Mixue overtakes McDonald's in global store count, eyes rapid expansion
Mixue passed McDonald’s in store count by late 2024, but the bigger story is how a $1 drink model and franchise-heavy expansion can scale with far less labor complexity.

Mixue’s store total moved past McDonald’s by late 2024, but the more important question for McDonald’s crews and operators is what kind of business can grow that fast. The Chinese bubble tea chain reported 45,302 stores worldwide as of Sept. 30, 2024, while McDonald’s reported 43,477 systemwide restaurants at year-end 2024. That gap says less about brand dominance than about operating model: Mixue built a low-cost, franchise-heavy network around drinks and desserts priced at about US$1.
For workers, that matters because a concept built on cheap beverages and a narrow menu usually needs simpler training, less kitchen complexity and lighter store labor than a full-service burger system. Mixue’s expansion was concentrated in mainland China, where it had about 40,000 stores, with roughly 4,800 outside China spread across 11 overseas markets including Southeast Asia, Australia, Japan and South Korea. McDonald’s, by contrast, still operated in 114 countries, with a much broader global footprint and a much larger revenue base, including more than $139 billion in systemwide sales in 2025.
Mixue’s rise began in 1997, when Zhang Hongchao founded the company in Zhengzhou. Zhang Hongfu later became chief executive while Zhang Hongchao became chairman, and the chain leaned hard into a franchise model that let it open stores quickly without carrying the same level of corporate labor cost and store-level operating burden that comes with company-run growth. That is the real comparison for McDonald’s managers: not whether a tea chain can replace burgers, but whether a leaner store model can expand faster by keeping each unit simpler and cheaper to run.
Investors noticed. Mixue’s Hong Kong listing in March 2025 was more than 5,200 times oversubscribed in Hong Kong and more than 35 times oversubscribed internationally, raising HK$3.45 billion. Its shares jumped more than 40% on debut. Analyst Longdley Zephirin said investors were “warming up” to the bubble tea market again, but Mixue still faces a tougher test as it pushes beyond lower-tier Chinese cities and tries to win more premium urban customers, then build in Europe and the United States.

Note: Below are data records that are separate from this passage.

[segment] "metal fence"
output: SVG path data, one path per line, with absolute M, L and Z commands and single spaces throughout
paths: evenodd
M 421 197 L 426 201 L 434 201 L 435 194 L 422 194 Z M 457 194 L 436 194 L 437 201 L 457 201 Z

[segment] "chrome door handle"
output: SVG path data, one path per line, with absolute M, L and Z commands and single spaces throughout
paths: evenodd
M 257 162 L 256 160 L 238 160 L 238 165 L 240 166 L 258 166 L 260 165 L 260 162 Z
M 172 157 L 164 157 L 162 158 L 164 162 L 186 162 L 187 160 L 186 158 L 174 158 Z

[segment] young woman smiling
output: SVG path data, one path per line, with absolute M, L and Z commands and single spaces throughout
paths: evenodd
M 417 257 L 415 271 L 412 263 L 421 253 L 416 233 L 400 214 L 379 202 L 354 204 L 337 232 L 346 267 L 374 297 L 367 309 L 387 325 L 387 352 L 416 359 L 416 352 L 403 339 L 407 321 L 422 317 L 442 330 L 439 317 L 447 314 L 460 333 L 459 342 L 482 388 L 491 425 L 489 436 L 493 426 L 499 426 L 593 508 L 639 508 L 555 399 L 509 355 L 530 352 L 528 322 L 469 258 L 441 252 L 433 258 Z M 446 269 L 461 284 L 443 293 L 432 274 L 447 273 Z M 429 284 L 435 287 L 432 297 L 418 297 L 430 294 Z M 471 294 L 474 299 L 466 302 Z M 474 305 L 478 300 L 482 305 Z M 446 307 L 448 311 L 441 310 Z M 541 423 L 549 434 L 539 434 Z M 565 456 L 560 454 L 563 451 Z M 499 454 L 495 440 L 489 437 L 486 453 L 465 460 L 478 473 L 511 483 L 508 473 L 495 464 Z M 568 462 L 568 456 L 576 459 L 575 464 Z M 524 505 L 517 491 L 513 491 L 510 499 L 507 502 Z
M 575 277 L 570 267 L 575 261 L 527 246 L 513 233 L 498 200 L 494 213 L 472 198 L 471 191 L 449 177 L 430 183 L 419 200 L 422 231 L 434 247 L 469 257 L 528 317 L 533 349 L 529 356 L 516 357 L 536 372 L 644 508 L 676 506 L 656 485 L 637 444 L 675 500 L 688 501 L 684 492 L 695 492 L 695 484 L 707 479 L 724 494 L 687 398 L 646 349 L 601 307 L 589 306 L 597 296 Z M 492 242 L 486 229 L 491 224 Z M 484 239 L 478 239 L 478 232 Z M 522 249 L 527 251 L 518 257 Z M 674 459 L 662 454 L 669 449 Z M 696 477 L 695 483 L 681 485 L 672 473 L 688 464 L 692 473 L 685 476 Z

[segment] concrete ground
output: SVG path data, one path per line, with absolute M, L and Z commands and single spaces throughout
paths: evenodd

McDonald’s has its own scale advantages, and its February 2026 results showed global comparable sales rose 5.7% in the fourth quarter of 2025. Even so, Mixue’s store-count lead is a reminder that the fastest-growing food businesses are not always the ones with the biggest kitchens or the most complex workforces. Sometimes the winning formula is a cheaper menu, simpler labor design and a franchise engine built to multiply units quickly.